For some reason I like the idea of writing/storing a site as plain text files, preferable using markdown, and then generate a site using some tool(s). And yes, I’ve written a couple very primitive tools but decided that I haven’t got the time to maintain & enhance those tools – as I’ve mentioned a couple of times now: I prefer spending my time on content generation. So I’ve played with several static generators trying to find the best one for me, and the winner is – for the moment – Hugo. The runner up was Pelican. I don’t know what I will use in a few years, but once I have my site as text files it’s quite easy to write a few Python scripts to move the site between different systems.
Why am I using WordPress if I don’t like it. The problem with Hugo and many other static generators are that they are so cumbersome to update, you need to write the content, put it into the correct directory, run a program/script, and finally upload to the site (yes, I know you can automate this). This is something that is really cumbersome when using a phone/iPad and this is the most important reason for me to use WordPress for the time being.

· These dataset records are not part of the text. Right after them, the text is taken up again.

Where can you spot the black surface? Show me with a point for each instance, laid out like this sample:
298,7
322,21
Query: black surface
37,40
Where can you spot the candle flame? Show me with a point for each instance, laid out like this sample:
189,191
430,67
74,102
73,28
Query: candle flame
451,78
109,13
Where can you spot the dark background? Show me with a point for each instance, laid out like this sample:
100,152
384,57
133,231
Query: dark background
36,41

So, that leaves the photos and yes, I’ve tried many different systems for this also. One of them being WordPress, which is awful for managing a large number of photos. Things become easier using a plugin like NextGen Gallery but it’s still not fun/easy. So after having tested everything I could test I ended up with two very different systems:
- SmugMug – it's the best photo hosting service I've tried. The site looks beautiful, it’s fairly easy to use and very customizable. Add a very good customer service department and I’m satisfied. Will I move to something else in the future … well, I will not say that I will stay at SmugMug forever but right now I can’t see myself moving away from them. But just in case I have a complete backup of the content for the sites on local disks at home, so moving to something else would be a question of simply uploading the photos to a new site.

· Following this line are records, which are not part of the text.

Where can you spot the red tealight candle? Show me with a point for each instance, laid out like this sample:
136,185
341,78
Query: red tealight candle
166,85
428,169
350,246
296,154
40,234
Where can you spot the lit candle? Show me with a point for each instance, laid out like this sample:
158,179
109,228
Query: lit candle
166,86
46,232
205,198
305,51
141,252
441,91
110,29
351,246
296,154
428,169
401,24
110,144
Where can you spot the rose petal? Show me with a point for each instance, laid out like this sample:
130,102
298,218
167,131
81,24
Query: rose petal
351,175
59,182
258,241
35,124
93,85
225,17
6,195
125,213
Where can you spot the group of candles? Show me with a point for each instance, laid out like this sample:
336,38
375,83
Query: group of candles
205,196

- jAlbum – look at it as an static site generator but for photos. It produces nice looking sites and works well, however the app is not pretty.Similarly to the SmugMug sites I have a complete backup of the source photos making it trivial to use some other system.
I’m pretty satisfied with these two alternatives and can’t see myself moving away from them in the foreseeable future … but I can easily do so if it becomes necessary. For the curious, the original RAW files are managed in Lightroom and also backed up to a number of disks.
As you can see I’m using many different tools/systems for different purposes but if you take a second look you see a few basic ideas:
- Do not spend too much time trying to come up with a complete final solution for everything, there is no final solution. It’s better to divide things up so it’s possible to improve different parts when there is time/interest of doing so.
- Keep all material in the same format, for me the text is stored as markdown files (under version control) and jpegs (folder hierarchy replicated to several different disks as backup), and make sure you can use the material in many different programs.
- Don’t be afraid of paying for services – if you can afford it, that is. If a service makes things easier/better for you, it might be worth it – just make sure you have a backup of the raw data.
- Spend time on doing what you think is fun, if that is tinkering with the sites/systems … do it. If writing/storytelling is what you enjoy do that instead, etc.
Well, tomorrow I’ll probably spend my time trying out some flash photography and if successful I’ll add the result to one of the sites.